The Taliban on Monday said they were resuming operations against Afghan security forces, ending the partial truce that preceded the signing of an accord between the United States and insurgents last week, AFP reported.

Under the agreement, the United States is committed to reducing the number of its troops in Afghanistan to 8,600 from 13,000 within 135 days of signing. It also is committed under the deal to work with allies to proportionally reduce the number of coalition forces in Afghanistan over that period, if the Taliban forces adhere to their security guarantees and ceasefire.

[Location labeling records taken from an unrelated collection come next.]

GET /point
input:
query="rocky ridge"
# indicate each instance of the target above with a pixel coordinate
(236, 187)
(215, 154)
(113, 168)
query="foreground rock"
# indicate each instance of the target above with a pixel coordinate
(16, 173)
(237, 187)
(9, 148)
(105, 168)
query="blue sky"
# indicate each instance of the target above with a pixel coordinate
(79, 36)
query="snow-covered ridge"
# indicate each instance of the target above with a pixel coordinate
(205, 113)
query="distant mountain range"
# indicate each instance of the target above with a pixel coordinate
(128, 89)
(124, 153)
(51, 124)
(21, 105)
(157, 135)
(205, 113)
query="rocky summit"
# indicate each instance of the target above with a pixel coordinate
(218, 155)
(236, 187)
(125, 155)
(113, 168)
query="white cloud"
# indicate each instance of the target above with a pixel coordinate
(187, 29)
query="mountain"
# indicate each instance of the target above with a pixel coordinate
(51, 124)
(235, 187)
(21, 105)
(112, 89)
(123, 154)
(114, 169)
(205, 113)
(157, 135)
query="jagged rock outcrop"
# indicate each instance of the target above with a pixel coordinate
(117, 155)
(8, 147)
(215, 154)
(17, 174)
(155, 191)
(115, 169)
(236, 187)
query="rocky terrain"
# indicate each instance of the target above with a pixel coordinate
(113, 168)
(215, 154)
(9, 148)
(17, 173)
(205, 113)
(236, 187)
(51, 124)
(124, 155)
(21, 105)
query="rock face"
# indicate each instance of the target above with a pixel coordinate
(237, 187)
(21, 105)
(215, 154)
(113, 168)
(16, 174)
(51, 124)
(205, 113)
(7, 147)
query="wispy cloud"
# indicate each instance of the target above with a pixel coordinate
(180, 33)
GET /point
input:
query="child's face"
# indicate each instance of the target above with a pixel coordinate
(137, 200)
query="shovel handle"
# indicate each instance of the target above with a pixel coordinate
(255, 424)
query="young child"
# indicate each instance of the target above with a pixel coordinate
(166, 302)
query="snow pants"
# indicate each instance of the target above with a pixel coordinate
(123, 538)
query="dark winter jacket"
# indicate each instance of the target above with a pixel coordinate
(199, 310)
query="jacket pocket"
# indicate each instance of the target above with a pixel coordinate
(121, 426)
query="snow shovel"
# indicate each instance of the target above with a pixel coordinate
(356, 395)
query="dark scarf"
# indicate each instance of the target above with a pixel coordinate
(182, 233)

The agreement also called for up to 5,000 Taliban prisoners to be released in exchange for up to 1,000 Afghan government captives by March 10. Afghan President Ashraf Ghani, not involved in the talks, rejected that demand.

“The reduction in violence...has ended now and our operations will continue as normal,” Taliban spokesperson Zabihullah Mujahid told AFP. “As per the agreement, our mujahideen will not attack foreign forces but our operations will continue against the Kabul administration forces.”

Deputy spokesperson for the defence ministry, Fawad Aman, said the government was “checking to see if [the truce] had ended”. He added that there have been no reports of any big attack in the country so far.

The truce went on for one week ahead of the signing of the historic accord in Doha on Saturday. The fall in attacks allowed people of Afghanistan to go about their daily lives without fear of violence.

Meanwhile, China on Monday welcomed the deal and called for “orderly and responsible” withdrawal of foreign troops from Afghanistan to avoid a security vacuum and prevent the terrorist groups from getting stronger in Afghanistan, PTI reported. “We hope taking this as an opportunity, the seed of peace can grow and prosper in Afghanistan,” foreign ministry spokesperson Zhao Lijian said.

A full withdrawal of all US and coalition forces would occur within 14 months, Washington and Kabul had said in a joint statement. The Afghan war has been in stalemate for more than 18 years, with Taliban forces controlling or contesting more territory yet unable to capture and hold major urban centres. The US has spent over $750 billion in Afghanistan after the terror attacks of September 11, 2001, left nearly 3,000 people dead in New York.